Optimal reduction is an innovative graph reduction technique for functional expressions that solves the sharing problem. This is an unusual book that will interest the functional programming community.

The authors’ intention is to cover optimal implementation issues, from the most theoretical to the most pragmatic. It is about optimal sharing in functional programming languages, but also covers the theory of optimal reductions in the lambda calculus: permutation equivalences, redex families, labeled lambda calculus, extraction of canonical redexes, balanced paths, context semantics and readback, sharing graphs, and the complexity of sharing.

The authors include an implementation of the Bologna Optimal Higher-Order Machine (BOHM) as a basis for an efficient implementation of functional programming languages. BOHM is a prototype implementation of an extension of Lamping’s optimal graph reduction techniques. Its source language is sugared lambda calculus enriched with booleans, integers, lists, and basic operations on these data types.

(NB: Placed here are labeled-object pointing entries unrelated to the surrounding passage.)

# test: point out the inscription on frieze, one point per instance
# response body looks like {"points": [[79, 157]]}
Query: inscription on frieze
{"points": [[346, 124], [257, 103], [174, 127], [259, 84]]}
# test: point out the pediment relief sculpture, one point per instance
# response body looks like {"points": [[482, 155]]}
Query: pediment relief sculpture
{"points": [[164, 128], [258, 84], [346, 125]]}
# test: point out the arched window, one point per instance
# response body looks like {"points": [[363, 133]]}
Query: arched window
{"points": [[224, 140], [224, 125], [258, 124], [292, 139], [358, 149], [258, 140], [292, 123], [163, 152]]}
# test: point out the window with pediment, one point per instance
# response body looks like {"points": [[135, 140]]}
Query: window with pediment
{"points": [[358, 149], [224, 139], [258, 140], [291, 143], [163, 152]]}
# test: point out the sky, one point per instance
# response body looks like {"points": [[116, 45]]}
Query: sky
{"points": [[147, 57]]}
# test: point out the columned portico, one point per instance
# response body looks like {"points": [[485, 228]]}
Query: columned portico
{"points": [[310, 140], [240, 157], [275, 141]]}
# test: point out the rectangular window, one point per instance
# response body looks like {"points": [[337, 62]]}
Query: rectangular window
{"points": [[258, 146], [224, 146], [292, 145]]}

Thus, it can be a good, comprehensive introduction to this topic, although quite a bit of previous knowledge is required.

This is a research book, not a textbook, though the material is presented rather accessibly. It is important for a specific audience, namely, people involved in functional languages and their implementations. Instructors can use it for advanced courses, software developers will use it when they want to use some sharing mechanisms in their implementations, and theoreticians will find a lot of ideas for manipulating languages with bound variables. Even postgraduate students can read it, but they will need a background in the lambda calculus and basic implementation techniques via graph-sharing. A knowledge of intuitionistic and linear logic will also be beneficial for an understanding of some chapters.

The length of the book is appropriate, and all the issues covered are relevant. The authors go straight to the point, using an unusual approach. The book presents a nice application of the theory to practical issues. The correctness of the algorithms is proven, and the authors make a good effort toward resolving optimization of expression evaluation.

In spite of the book’s technical quality, there are a significant number of errors in lambda expressions, inconsistencies between the diagrams and the text, and other errors that make the book more difficult for readers who are new to the field. The authors’ convention for the use of parentheses in lambda expressions is confusing: it is definitely not the one used by the functional programming community.

The authors cite many appropriate references, including many important books and papers. The index is not long, but this is not a textbook.

This approach seems interesting and attractive, but, although it is theoretically appealing, it seems not to have been proven in practice yet.